R – É diferente porque eu acredito que... Eu sou uma pessoa que adoro a experiência, então eu só acredito... Eu não consigo... Talvez seja um defeito, provavelmente é, mas eu não consigo... Eu preciso ter as experiências pra elas serem legítimas pra mim. Eu preciso vivê-las na carne. Então é óbvio que eu vibrei muito quando o grupo foi pra fazer uma turnê do Hysteria na França e quando foi pra África, mas eu vibrei mais quando eu fui pra Portugal. Porque assim, essa possibilidade de você ir e ser ator, fazer a peça pra outro país, outra língua, encontrar pessoas muito diferentes e você perceber que essas pessoas estão conectadas e estão entendendo aquilo que você tá falando, aquilo faz sentido pra elas, aquilo as emociona. É muito bacana. E ser ator é uma coisa muito presentificada. Então quando as meninas e o Lubi foram pra França e voltaram e contaram tudo pra gente, é muito bonito ouvir, mas não tá na minha pele. É isso que eu acho, que talvez seja um defeito. Não é que eu não vibre, mas se não tá na minha pele, não é tão importante assim pra mim, sabe? Eu preciso viver as experiências. Apesar de entender que para o grupo é sempre importante qualquer experiência, mesmo que eu não esteja presente. Por exemplo, pra Inglaterra eu fui não como ator, eu fui dando uma oficina, e como produtor do Hysteria, porque na época eu era a pessoa do grupo que mais falava inglês, então tinha essa facilidade. Isso foi bem bacana também, mas é diferente. Ainda assim é diferente do que ir como ator, fazer o espetáculo, receber essa troca.

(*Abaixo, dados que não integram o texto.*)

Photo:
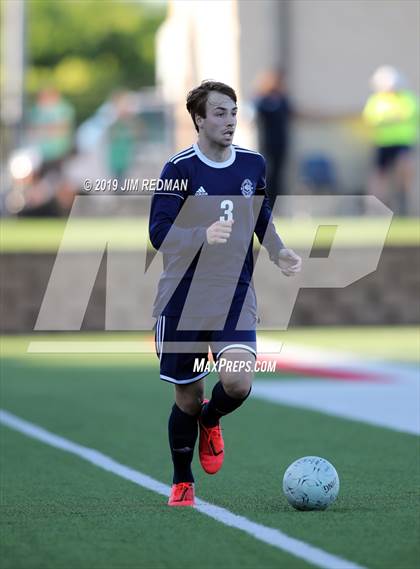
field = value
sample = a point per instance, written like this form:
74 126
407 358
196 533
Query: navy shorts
179 350
387 155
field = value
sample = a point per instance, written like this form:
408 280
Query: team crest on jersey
247 188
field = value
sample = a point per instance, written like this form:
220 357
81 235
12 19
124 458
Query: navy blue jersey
215 191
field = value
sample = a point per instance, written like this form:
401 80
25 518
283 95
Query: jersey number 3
227 206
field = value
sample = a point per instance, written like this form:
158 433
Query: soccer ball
311 483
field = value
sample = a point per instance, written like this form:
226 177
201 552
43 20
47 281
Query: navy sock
219 405
183 431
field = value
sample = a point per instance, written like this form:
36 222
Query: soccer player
220 180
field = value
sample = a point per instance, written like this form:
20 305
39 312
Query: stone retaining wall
390 295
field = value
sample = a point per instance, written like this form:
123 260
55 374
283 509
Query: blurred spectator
273 111
122 137
51 124
392 114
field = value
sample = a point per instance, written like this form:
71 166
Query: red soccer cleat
211 447
182 494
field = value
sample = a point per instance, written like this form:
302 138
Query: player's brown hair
197 98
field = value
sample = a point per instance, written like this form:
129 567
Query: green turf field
61 512
129 233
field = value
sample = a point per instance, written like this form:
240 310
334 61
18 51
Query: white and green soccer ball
311 483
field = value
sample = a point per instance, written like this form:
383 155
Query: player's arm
164 234
285 258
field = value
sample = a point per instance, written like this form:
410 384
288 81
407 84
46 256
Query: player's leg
405 172
379 178
235 353
183 428
177 367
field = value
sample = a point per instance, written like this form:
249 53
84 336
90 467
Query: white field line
268 535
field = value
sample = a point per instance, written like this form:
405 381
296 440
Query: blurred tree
88 49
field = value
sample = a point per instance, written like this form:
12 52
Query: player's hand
219 232
289 262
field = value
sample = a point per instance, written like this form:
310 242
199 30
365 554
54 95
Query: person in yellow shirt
392 113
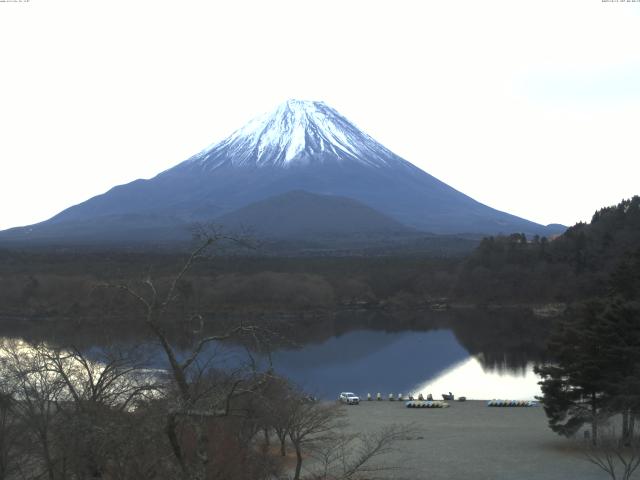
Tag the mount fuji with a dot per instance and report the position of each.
(301, 146)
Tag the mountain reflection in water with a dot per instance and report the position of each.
(474, 353)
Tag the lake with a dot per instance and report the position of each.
(476, 354)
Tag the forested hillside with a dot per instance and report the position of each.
(576, 264)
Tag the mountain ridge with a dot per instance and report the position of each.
(300, 145)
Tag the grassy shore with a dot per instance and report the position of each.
(469, 440)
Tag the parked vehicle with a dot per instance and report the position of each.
(349, 398)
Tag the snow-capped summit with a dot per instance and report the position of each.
(297, 132)
(301, 146)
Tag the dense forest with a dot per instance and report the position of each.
(502, 270)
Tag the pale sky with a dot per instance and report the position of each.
(531, 107)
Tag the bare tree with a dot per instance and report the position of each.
(192, 404)
(354, 456)
(38, 394)
(618, 458)
(311, 425)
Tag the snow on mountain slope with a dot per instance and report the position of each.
(299, 146)
(295, 132)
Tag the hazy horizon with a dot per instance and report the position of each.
(528, 108)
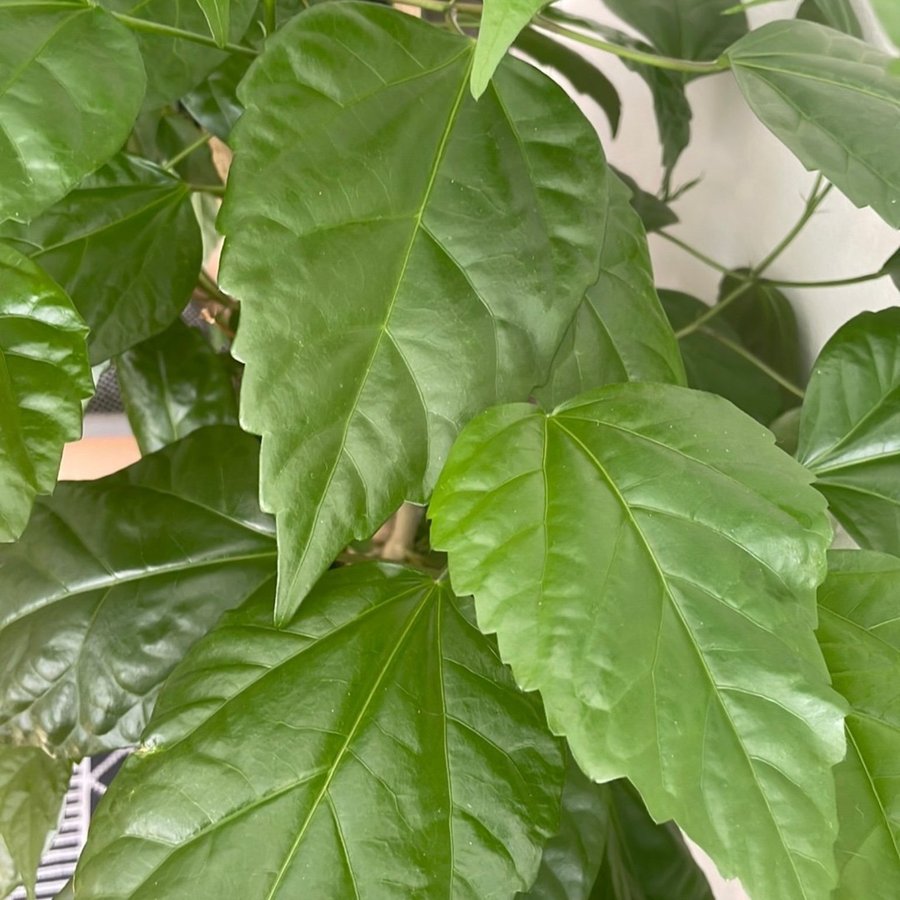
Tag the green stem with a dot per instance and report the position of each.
(185, 152)
(639, 56)
(147, 27)
(756, 361)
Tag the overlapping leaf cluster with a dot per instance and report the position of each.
(436, 290)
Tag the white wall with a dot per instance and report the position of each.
(752, 192)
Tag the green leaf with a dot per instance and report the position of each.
(766, 323)
(684, 29)
(218, 16)
(608, 848)
(71, 84)
(501, 22)
(126, 246)
(714, 362)
(649, 562)
(115, 579)
(174, 384)
(620, 332)
(831, 100)
(860, 638)
(837, 14)
(44, 377)
(653, 212)
(174, 65)
(477, 251)
(579, 72)
(32, 788)
(850, 428)
(401, 760)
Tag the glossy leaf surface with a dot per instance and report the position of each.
(714, 360)
(850, 428)
(501, 22)
(831, 99)
(859, 635)
(431, 289)
(71, 84)
(115, 579)
(126, 246)
(32, 788)
(44, 376)
(620, 332)
(400, 759)
(616, 549)
(174, 65)
(174, 384)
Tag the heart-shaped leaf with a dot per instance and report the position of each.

P/2 – E o idioma? Porque você foi pra...
R – Em Portugal, a gente fez em português, e no Festival de Bologna, a gente fez em italiano. A gente faz as peças no idioma do país.

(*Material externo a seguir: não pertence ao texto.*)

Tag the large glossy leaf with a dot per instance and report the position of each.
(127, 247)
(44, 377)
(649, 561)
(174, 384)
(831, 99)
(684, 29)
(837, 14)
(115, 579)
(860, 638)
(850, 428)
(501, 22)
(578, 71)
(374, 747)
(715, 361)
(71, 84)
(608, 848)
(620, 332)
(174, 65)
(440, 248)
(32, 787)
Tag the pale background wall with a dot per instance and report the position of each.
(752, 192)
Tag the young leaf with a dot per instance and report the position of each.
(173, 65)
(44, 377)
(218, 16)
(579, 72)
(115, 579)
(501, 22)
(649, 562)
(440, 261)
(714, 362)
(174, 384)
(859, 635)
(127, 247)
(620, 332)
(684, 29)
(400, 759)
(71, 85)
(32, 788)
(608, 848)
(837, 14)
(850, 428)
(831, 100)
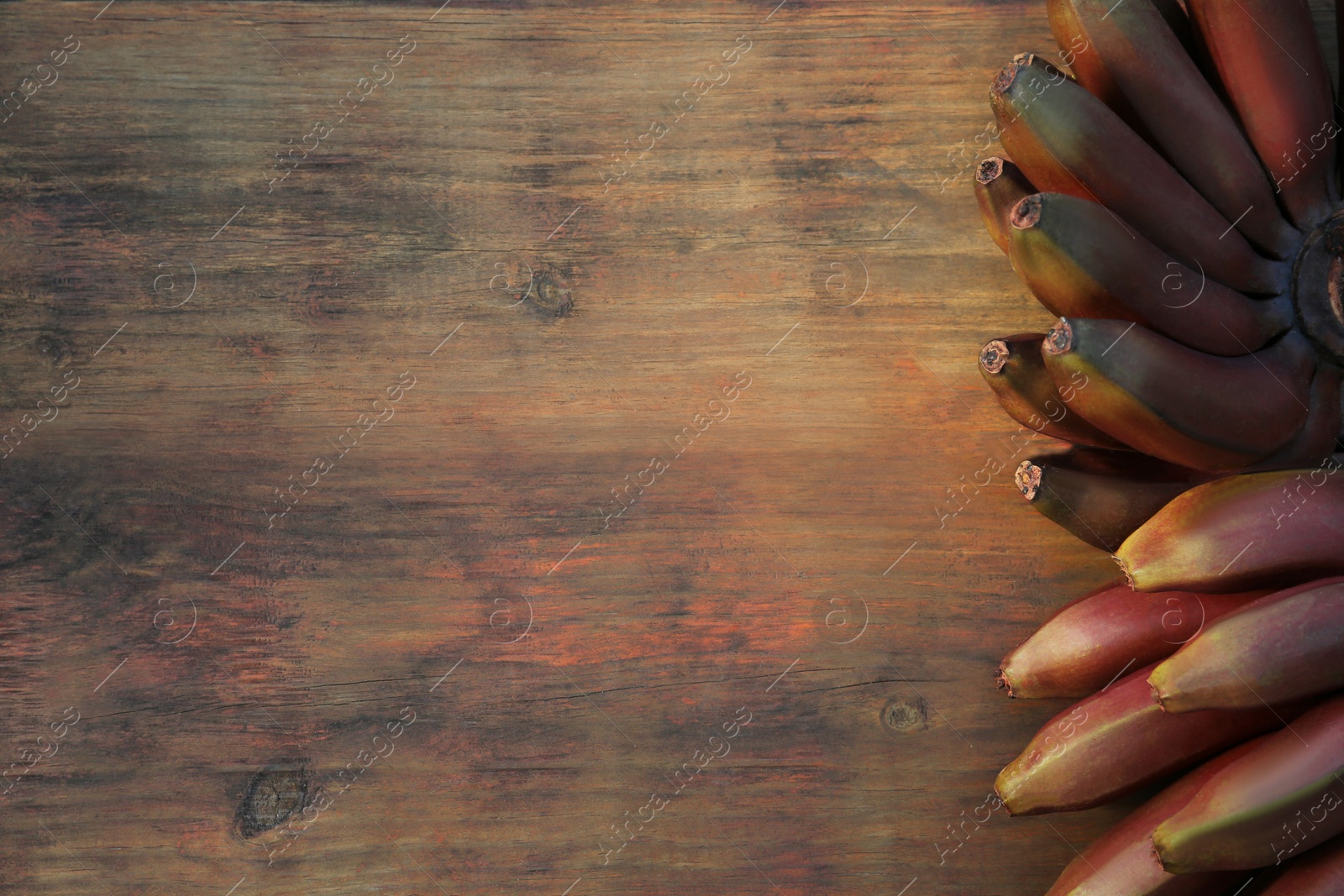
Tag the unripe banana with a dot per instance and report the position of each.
(1274, 801)
(1284, 647)
(1081, 261)
(1113, 743)
(1122, 862)
(1068, 141)
(1180, 405)
(1015, 371)
(1249, 531)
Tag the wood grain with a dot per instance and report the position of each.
(800, 228)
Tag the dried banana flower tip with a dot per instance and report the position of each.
(1061, 338)
(1026, 214)
(990, 170)
(1005, 78)
(994, 356)
(1028, 479)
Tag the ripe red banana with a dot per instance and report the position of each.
(1270, 60)
(1015, 371)
(1068, 141)
(1122, 862)
(1079, 651)
(1316, 439)
(1147, 65)
(1100, 506)
(1272, 802)
(1249, 531)
(1281, 647)
(1082, 262)
(1180, 405)
(1113, 743)
(999, 187)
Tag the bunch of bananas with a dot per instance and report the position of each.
(1173, 201)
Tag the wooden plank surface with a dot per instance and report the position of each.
(452, 335)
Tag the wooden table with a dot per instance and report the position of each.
(581, 385)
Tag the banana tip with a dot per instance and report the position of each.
(1005, 78)
(1061, 338)
(990, 170)
(1026, 214)
(1126, 570)
(1027, 477)
(995, 356)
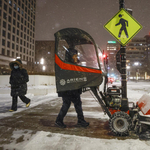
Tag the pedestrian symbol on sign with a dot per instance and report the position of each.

P/2 – E aí tem que estudar...
R – A gente ficou um ano estudando. Porque geralmente esses festivais internacionais, eles fecham com muita antecedência, então a gente conseguia parcerias. Na Inglaterra era um convite do Barbican Centre, então as meninas tiveram durante um ano e meio apoio da Cultura Inglesa pra fazer curso e, além de tudo, tem a tradução da peça que chega, aulas particulares. E a mesma coisa com o Hygiene italiano: veio a tradução e a gente aprendeu a falar. Porque também tem essa coisa de que as peças são umas conversas, então você lança perguntas e ouve, e a gente ensaiava as possibilidades de respostas, ainda assim elas são infinitas, a gente dava algumas. E o mais bacana é que no final, por mais que a pessoa tá ouvindo, ela ouve com sotaque, eles ficam muito emocionados e lisonjeados pelo fato de a gente falar na língua. E eles vêm falar com você no final com se você falasse a língua. Então eles ficam horas e eu só falava assim: “Que bom. Que bom”. Eu respondia com as palavras da peça, que era o único texto que eu sabia em italiano.
P/2 – E você falou como ator ter essa relação com o público, isso você tem sempre, não só em outro país.
R – Sim. Sim.
P/2 – E cada vez que você apresenta o espetáculo é o mesmo texto. Fala um pouco de um espetáculo para o outro. Porque quando foi formação de público foi Hysteria.
R – Isso.
P/2 – Mas Hygiene, vocês já apresentaram muitas vezes.
R – Muitas vezes. Muitas.
P/2 – Como é essa sensação de você repetir o mesmo texto?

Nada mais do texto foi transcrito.